Implementing an API using Code Generators

If you’re using a spec to get early feedback on your API design, you’re more likely to have a stable API definition when the time comes to implementing it.

In addition to generating documentation, the OpenAPI definition can also be used to accelerate development by scaffolding implementation code and SDKs for the API. It will give you the REST API skeleton project stubs code in many different languages, like Java, Scala, and others and will allow you to save valuable time.

Here are some of the free Code Generators available:

  • OpenAPI Generator - Generate clients, servers, and documentation from OpenAPI 2.0/3.x documents

  • GuardRail - Principled code generation from OpenAPI specifications

  • Swagger-Codegen - Contains a template-driven engine to generate documentation, API clients and server stubs in different languages by parsing your OpenAPI / Swagger definition.

API Testing

Once you have an OpenAPI definition, you can quickly create tests and validate the API specifications against the backend implementation of the same API.

The OpenAPI definition provides a contract that describes what a successful response will look like when someone calls your API. This contract can also be re-purposed to generate test cases which can drastically decrease the amount of setup team needed for testing your APIs.

If you create your REST-API contract-first without using any type of generation, you have to make sure that specification and implementation don't diverge.

Here are some of the tools one can use in order to quickly execute API request and validate responses on the fly:

  • OpenAPI-Validator - Validate data against OpenAPI v3 specification.

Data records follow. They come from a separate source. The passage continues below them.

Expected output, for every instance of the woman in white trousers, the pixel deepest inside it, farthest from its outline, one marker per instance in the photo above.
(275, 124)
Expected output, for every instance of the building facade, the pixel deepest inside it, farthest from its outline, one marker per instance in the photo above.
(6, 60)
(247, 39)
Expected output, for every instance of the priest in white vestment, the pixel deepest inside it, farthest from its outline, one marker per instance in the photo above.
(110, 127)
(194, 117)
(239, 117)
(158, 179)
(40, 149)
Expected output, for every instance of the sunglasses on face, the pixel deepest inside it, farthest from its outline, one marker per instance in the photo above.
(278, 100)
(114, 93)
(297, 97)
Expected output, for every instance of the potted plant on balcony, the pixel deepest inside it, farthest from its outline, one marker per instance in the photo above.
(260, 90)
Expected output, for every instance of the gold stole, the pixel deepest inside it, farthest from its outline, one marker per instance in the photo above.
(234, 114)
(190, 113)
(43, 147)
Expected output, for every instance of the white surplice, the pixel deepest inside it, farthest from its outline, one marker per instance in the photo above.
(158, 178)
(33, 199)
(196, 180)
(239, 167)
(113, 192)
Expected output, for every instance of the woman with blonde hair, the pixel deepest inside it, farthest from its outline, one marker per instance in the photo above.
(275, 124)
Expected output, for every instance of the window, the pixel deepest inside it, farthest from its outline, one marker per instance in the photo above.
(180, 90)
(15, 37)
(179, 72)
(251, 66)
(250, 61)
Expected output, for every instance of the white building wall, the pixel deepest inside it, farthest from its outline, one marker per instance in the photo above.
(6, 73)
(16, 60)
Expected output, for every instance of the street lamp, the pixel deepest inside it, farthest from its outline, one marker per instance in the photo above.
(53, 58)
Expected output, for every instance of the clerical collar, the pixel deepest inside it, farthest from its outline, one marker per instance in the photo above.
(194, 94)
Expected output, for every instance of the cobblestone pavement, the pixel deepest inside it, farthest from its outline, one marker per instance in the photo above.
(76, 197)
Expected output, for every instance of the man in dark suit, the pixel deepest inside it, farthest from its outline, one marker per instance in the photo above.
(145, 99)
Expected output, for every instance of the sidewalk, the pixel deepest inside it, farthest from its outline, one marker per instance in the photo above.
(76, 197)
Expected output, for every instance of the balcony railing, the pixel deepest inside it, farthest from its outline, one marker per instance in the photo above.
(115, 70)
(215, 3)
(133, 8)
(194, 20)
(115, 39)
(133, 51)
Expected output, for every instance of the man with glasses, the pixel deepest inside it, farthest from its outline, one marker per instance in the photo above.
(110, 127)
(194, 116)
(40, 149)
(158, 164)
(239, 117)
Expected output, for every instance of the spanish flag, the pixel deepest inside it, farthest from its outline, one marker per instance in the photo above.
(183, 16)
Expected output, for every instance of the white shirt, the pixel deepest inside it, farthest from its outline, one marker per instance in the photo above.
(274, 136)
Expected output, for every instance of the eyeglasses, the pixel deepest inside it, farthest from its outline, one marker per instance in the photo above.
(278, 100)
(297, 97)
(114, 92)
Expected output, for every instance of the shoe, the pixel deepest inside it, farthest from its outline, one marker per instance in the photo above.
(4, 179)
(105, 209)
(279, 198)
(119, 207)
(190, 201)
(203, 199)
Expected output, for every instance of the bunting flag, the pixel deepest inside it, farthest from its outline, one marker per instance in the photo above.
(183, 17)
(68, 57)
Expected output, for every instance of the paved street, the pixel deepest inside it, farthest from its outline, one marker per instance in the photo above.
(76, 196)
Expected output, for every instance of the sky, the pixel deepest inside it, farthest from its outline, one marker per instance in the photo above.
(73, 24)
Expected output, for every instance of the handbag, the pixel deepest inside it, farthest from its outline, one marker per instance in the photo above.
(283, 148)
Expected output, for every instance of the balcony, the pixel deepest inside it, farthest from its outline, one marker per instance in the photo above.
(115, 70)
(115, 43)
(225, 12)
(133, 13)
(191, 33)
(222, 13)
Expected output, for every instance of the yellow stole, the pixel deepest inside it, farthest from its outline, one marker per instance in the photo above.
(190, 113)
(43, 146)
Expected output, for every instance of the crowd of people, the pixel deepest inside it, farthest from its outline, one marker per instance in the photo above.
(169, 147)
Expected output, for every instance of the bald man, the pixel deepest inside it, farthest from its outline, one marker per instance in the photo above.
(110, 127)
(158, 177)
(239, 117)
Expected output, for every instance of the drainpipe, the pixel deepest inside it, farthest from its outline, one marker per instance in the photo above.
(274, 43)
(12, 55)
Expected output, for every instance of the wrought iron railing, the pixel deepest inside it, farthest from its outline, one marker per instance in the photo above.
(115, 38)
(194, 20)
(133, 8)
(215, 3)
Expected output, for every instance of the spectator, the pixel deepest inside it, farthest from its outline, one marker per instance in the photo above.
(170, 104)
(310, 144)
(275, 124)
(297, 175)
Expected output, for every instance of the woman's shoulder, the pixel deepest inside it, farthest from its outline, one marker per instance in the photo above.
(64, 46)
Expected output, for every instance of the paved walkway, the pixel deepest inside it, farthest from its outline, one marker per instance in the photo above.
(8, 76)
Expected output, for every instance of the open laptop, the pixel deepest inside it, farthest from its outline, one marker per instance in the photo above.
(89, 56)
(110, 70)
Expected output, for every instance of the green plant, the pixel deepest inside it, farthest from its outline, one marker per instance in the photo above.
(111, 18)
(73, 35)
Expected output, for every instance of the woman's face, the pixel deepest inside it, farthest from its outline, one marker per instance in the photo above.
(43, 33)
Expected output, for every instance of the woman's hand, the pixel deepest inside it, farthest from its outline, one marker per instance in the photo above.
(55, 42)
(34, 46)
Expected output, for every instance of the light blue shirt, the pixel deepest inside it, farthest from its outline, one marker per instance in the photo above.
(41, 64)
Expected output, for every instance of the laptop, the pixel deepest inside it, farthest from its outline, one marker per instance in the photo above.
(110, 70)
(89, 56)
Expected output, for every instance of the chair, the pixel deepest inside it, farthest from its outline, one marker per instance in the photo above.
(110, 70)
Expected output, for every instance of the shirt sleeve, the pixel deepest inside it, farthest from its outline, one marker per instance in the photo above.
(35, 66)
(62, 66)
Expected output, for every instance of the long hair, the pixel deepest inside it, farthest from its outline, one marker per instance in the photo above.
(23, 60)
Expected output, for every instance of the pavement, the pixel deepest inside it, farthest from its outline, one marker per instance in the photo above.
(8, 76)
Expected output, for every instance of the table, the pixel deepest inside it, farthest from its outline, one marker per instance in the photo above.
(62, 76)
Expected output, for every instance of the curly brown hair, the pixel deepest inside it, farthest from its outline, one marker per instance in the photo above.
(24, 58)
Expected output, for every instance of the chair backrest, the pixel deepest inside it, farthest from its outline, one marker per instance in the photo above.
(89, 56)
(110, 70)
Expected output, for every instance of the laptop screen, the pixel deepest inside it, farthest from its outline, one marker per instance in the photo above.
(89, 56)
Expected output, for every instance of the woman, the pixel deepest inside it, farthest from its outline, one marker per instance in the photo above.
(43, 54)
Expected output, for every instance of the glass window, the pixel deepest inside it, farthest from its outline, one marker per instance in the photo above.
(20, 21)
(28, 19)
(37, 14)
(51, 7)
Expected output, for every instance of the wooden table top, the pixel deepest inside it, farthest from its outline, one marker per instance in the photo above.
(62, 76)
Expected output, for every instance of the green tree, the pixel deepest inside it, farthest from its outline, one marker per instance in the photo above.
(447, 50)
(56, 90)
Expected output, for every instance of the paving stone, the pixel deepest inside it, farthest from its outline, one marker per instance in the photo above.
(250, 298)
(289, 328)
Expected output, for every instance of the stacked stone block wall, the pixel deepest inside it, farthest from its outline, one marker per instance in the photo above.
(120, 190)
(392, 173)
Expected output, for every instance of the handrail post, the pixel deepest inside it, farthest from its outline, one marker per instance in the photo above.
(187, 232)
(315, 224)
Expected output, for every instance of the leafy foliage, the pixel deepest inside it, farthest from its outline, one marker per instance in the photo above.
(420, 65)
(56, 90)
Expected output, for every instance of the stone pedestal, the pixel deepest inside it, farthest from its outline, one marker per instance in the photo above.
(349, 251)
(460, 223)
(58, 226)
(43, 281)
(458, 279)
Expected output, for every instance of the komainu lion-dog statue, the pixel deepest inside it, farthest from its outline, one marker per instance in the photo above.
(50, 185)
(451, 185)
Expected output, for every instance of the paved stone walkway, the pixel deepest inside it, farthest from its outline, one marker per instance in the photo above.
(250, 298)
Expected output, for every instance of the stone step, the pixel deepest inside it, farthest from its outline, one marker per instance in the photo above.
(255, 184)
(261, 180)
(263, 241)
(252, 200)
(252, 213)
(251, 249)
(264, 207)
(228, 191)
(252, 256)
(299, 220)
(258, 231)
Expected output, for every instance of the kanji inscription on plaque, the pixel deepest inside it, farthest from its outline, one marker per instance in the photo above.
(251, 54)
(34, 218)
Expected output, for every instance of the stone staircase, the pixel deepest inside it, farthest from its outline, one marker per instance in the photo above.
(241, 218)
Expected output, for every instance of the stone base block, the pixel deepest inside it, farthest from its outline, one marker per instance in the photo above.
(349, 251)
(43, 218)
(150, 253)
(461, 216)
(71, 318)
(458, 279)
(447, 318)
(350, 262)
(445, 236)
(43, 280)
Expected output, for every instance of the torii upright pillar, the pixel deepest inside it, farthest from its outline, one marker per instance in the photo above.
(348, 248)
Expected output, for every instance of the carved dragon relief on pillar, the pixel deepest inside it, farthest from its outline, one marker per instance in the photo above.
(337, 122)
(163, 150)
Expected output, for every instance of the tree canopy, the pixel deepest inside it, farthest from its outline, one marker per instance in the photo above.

  • Hikaku - A library that tests if the implementation of a REST-API meets its specification. The aim of this project is to meet this need and offer a mechanism to check specification and implementation for equality without having to create requests which are fired against a mock server. So this library won't check the behavior of the API, but the structural correctness.

  • Dredd - Dredd is a language-agnostic command-line tool for validating API description document against backend implementation of the API.

Summary

I have shown that OpenAPI is not only documentation. The OpenAPI Specification has a whole world of uses and if used correctly it can be a huge asset! With it, you can leverage your API to generate client and server code, do automated testing and much much more!

Want to take your API to the next level? Then you should give your API an OpenAPI specification!